Design Challenge

Designing cities of tomorrow

The Design Challenge is an interactive, team‑based program that brings together industry, government, community and students to tackle real‑world sustainability challenges and design the cities of tomorrow.

Participants work in transdisciplinary teams to respond to realistic future scenarios, competing in a game‑based environment to create practical, innovative and climate‑resilient solutions.

How it works

Teams are given complex place‑based scenarios — such as designing a new community during severe drought — and must develop solutions that balance water, energy, infrastructure, governance, community trust and investment realities.

The Challenge pushes participants to think beyond traditional approaches and work across disciplines, organisations and systems.

A real‑world scenario

Imagine it is 2030.
A new 10,000‑home community is being planned during a prolonged drought. Water storages are critically low, energy‑neutral solutions are required, community confidence in water recycling is being undermined, and multiple industries are competing for limited water resources.
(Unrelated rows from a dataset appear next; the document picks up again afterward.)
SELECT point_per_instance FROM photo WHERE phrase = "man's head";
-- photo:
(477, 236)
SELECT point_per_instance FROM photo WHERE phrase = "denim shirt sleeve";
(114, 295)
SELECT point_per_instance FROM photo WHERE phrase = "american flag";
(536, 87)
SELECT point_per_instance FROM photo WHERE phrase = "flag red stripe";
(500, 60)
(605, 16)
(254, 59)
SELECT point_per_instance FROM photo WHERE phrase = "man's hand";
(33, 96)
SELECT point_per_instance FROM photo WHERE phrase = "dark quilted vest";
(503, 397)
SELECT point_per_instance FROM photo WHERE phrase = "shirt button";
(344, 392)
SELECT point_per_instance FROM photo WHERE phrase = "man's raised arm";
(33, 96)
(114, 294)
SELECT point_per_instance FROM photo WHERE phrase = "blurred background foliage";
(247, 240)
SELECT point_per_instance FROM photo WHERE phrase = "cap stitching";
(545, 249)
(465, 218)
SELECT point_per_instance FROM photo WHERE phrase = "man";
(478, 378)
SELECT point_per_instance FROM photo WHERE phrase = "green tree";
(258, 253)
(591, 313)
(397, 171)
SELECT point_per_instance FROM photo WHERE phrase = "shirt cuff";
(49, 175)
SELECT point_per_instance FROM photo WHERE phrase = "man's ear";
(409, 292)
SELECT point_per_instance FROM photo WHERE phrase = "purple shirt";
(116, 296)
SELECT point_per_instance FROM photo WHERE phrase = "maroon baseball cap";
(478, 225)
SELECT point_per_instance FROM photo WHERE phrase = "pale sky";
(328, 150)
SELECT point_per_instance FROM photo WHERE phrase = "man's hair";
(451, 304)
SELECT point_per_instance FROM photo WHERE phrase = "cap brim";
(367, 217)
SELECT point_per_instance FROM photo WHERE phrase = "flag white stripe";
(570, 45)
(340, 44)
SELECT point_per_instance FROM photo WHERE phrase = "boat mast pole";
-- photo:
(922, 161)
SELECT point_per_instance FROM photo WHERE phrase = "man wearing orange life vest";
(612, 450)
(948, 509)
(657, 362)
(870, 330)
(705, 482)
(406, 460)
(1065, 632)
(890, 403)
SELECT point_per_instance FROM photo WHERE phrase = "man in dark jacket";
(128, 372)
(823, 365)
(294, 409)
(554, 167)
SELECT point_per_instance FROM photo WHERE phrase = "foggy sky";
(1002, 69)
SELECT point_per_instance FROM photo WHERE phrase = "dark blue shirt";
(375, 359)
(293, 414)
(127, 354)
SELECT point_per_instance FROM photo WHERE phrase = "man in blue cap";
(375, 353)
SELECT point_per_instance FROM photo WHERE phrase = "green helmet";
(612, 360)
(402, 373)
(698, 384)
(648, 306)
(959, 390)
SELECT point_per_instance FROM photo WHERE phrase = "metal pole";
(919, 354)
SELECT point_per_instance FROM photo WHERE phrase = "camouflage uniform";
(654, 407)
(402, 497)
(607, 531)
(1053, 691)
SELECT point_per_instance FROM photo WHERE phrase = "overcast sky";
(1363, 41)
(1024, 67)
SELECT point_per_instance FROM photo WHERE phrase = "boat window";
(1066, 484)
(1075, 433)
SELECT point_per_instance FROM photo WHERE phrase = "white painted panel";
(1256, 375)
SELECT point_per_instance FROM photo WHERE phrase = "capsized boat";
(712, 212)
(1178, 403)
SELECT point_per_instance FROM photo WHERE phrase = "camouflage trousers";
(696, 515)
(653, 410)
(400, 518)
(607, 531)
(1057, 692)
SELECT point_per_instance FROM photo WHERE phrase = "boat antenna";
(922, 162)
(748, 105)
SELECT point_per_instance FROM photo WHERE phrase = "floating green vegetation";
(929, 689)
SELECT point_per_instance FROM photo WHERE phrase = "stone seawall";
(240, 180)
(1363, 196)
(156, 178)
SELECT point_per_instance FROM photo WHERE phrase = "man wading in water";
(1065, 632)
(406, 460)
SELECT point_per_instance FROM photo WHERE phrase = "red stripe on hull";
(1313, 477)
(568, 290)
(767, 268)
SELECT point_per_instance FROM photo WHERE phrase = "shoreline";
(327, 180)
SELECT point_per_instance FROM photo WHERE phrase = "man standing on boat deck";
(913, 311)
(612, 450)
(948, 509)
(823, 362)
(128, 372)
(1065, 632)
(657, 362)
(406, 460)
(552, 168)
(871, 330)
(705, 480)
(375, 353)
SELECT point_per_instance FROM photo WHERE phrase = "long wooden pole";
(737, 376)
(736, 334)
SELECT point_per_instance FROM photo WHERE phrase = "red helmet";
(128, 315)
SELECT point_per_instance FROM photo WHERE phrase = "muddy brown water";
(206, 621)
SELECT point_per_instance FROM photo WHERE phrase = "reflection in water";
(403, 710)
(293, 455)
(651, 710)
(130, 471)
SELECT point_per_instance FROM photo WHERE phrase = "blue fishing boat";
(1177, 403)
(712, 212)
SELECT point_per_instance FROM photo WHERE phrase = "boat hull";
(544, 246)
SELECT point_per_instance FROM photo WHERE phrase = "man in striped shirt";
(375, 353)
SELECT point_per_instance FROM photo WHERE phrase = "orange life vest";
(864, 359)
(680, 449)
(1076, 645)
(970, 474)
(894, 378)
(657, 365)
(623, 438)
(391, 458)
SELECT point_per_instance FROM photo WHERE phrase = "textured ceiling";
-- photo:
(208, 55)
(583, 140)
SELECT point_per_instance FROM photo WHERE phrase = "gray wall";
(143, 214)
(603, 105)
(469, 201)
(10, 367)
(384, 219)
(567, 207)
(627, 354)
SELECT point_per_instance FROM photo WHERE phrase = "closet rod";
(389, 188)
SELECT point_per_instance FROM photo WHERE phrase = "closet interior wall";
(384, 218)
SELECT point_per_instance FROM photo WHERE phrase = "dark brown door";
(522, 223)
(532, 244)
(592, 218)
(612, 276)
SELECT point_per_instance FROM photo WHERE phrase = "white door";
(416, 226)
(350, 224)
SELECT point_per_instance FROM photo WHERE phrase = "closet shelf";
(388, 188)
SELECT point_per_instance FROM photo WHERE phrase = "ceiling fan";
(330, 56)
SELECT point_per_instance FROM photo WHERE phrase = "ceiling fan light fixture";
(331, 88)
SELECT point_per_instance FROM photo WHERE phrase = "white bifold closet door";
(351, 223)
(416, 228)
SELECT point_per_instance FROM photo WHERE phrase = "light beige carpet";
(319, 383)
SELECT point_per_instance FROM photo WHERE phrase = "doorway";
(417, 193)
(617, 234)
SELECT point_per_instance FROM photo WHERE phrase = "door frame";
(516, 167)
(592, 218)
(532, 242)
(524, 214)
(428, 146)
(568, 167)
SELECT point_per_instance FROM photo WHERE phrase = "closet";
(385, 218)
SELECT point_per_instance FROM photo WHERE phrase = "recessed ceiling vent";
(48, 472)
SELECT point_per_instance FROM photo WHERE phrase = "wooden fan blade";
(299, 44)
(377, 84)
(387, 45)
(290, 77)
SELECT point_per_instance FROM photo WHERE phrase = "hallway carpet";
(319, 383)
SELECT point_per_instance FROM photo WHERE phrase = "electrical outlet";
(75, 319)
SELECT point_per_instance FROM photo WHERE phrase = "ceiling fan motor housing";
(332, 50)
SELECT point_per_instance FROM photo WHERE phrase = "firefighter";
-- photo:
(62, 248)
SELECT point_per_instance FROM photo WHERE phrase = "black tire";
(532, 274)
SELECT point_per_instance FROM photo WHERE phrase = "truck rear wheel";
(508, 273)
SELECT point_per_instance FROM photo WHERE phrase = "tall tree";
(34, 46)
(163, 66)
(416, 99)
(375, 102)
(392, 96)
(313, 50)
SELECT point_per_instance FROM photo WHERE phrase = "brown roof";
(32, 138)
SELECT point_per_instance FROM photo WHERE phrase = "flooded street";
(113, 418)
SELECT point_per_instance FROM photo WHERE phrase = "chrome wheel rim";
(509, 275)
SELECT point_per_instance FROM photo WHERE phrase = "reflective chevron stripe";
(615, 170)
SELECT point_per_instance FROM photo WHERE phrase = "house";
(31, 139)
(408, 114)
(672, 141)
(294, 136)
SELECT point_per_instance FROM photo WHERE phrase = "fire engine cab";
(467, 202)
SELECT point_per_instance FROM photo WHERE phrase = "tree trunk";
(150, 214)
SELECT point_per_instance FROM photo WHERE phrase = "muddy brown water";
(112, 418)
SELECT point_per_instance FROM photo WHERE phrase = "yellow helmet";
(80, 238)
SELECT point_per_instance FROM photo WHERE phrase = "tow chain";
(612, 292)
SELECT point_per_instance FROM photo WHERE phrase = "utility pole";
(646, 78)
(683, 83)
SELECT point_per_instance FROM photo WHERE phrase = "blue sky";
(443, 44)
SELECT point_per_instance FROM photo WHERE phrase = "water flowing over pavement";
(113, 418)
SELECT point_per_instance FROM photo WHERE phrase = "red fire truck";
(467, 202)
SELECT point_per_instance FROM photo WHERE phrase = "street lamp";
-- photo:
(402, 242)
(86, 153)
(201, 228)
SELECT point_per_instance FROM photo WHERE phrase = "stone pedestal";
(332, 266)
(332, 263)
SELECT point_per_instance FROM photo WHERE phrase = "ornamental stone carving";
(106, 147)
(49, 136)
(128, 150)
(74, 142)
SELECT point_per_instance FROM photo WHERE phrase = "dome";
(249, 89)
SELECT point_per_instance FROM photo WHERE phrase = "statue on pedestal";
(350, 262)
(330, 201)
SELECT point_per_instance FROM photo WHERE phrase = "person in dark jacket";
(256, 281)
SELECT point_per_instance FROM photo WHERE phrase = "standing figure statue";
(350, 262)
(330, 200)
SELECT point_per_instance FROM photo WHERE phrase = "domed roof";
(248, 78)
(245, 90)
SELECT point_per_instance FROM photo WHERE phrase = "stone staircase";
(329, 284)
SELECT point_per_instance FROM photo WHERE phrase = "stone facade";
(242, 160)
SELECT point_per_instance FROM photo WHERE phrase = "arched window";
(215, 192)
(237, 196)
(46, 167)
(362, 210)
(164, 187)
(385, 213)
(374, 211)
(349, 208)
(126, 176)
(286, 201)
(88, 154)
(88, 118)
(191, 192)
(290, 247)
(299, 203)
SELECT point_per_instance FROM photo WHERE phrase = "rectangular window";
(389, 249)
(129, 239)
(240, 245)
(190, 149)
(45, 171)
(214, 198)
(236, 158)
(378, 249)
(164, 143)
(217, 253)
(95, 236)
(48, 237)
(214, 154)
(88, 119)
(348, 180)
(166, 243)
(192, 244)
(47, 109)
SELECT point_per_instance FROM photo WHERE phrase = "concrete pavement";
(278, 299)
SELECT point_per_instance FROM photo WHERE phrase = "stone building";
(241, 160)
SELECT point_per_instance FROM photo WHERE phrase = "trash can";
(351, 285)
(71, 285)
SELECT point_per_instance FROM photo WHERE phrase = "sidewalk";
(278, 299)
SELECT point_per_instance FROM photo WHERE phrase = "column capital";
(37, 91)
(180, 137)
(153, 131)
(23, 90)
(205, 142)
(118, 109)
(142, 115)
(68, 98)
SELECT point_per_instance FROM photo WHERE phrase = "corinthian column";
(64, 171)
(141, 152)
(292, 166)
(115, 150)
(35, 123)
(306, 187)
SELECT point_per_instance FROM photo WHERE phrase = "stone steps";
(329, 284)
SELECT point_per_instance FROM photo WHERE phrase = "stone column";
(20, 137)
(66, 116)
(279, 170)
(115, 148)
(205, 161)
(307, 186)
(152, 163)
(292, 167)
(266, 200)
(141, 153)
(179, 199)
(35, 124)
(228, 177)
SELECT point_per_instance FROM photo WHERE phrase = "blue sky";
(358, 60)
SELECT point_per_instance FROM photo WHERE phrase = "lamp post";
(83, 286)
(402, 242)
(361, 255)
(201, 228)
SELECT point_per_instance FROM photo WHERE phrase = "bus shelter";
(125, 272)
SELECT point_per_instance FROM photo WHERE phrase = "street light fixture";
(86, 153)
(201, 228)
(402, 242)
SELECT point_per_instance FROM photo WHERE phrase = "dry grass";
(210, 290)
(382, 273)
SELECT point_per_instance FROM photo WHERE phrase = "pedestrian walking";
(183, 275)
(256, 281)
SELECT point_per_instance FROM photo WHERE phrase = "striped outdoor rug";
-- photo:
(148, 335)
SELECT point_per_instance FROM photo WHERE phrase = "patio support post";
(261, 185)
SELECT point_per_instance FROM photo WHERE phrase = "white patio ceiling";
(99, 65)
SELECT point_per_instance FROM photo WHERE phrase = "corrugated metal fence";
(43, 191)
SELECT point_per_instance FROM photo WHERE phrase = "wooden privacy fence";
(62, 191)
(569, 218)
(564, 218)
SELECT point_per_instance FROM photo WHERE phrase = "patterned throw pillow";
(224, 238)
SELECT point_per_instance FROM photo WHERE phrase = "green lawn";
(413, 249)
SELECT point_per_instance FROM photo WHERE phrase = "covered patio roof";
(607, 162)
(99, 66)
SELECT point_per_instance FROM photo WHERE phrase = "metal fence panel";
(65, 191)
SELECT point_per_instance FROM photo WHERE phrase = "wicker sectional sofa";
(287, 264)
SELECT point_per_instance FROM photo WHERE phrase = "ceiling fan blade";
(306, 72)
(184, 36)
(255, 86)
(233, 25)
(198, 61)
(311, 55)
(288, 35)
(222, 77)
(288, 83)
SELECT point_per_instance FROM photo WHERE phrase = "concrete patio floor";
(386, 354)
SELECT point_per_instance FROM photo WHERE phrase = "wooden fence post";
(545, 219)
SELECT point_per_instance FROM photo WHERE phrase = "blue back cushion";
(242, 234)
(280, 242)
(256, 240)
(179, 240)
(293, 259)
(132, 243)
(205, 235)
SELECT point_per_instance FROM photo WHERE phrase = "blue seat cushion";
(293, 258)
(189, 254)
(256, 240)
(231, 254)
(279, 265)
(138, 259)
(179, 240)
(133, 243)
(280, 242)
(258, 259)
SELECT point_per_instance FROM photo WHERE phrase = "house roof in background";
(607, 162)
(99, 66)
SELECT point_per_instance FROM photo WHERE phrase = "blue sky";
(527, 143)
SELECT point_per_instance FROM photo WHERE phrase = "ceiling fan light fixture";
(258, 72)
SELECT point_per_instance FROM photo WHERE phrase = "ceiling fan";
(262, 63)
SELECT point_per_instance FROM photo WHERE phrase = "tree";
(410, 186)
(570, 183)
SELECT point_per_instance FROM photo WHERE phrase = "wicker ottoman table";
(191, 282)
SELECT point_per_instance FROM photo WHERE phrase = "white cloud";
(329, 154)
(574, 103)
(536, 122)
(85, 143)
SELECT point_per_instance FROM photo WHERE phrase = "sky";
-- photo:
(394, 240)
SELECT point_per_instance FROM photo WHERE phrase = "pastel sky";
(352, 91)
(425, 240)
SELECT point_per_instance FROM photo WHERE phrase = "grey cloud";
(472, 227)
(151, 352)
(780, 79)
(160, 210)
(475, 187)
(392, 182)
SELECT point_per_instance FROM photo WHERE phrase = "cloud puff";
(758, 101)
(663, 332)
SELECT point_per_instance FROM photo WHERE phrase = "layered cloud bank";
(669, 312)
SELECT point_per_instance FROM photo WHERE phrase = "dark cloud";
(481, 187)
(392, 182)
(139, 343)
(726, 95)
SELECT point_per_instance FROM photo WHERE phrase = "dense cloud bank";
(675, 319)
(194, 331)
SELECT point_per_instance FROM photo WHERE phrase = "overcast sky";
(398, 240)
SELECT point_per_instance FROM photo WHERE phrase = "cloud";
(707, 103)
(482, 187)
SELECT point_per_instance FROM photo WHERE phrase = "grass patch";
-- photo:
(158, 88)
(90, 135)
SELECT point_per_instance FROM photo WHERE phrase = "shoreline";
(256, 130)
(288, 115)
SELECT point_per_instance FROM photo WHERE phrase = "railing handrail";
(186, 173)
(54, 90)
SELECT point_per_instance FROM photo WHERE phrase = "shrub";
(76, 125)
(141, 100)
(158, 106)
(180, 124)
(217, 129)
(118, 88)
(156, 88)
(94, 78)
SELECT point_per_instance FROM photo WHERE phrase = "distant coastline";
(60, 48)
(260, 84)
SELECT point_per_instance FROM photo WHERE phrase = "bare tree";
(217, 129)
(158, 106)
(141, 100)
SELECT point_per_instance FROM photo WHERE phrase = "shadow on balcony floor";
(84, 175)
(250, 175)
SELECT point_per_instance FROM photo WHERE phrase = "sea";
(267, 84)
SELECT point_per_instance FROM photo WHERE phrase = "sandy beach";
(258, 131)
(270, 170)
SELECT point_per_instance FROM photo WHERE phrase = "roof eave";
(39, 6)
The question becomes: How do you design infrastructure, governance and engagement strategies that work — and bring the community and investors with you?

This is the kind of challenge participants solve.

The four phases

Each Design Challenge unfolds through four stages:

  1. Explore – understand the system, the risks and the problem
  2. Collaborate – test ideas through rapid analysis, negotiation and systems integration
  3. Consolidate – develop and refine integrated solutions as scenarios evolve
  4. Communicate – clearly present solutions to communities, industry and decision‑makers

What participants gain

Through the Challenge, participants develop the capabilities needed to transform industry, including:

The program is grounded in real industry input, live feedback and competitive gamification to accelerate learning and break beyond current norms.

Where and why

Design Challenges will be delivered across Australia, with early demonstration sites in Queensland and New South Wales, where climate volatility, population growth, recycled water investment and social barriers intersect — and where pressure is increasing in the lead‑up to Brisbane 2032.

The Challenge is already multi‑award winning and used by universities across Europe, North America and Australia.

Why it matters

The Design Challenge bridges the gap between research, training and real‑world implementation. It builds the skills, confidence and networks needed to turn proven sustainability solutions into action — at the speed the future demands.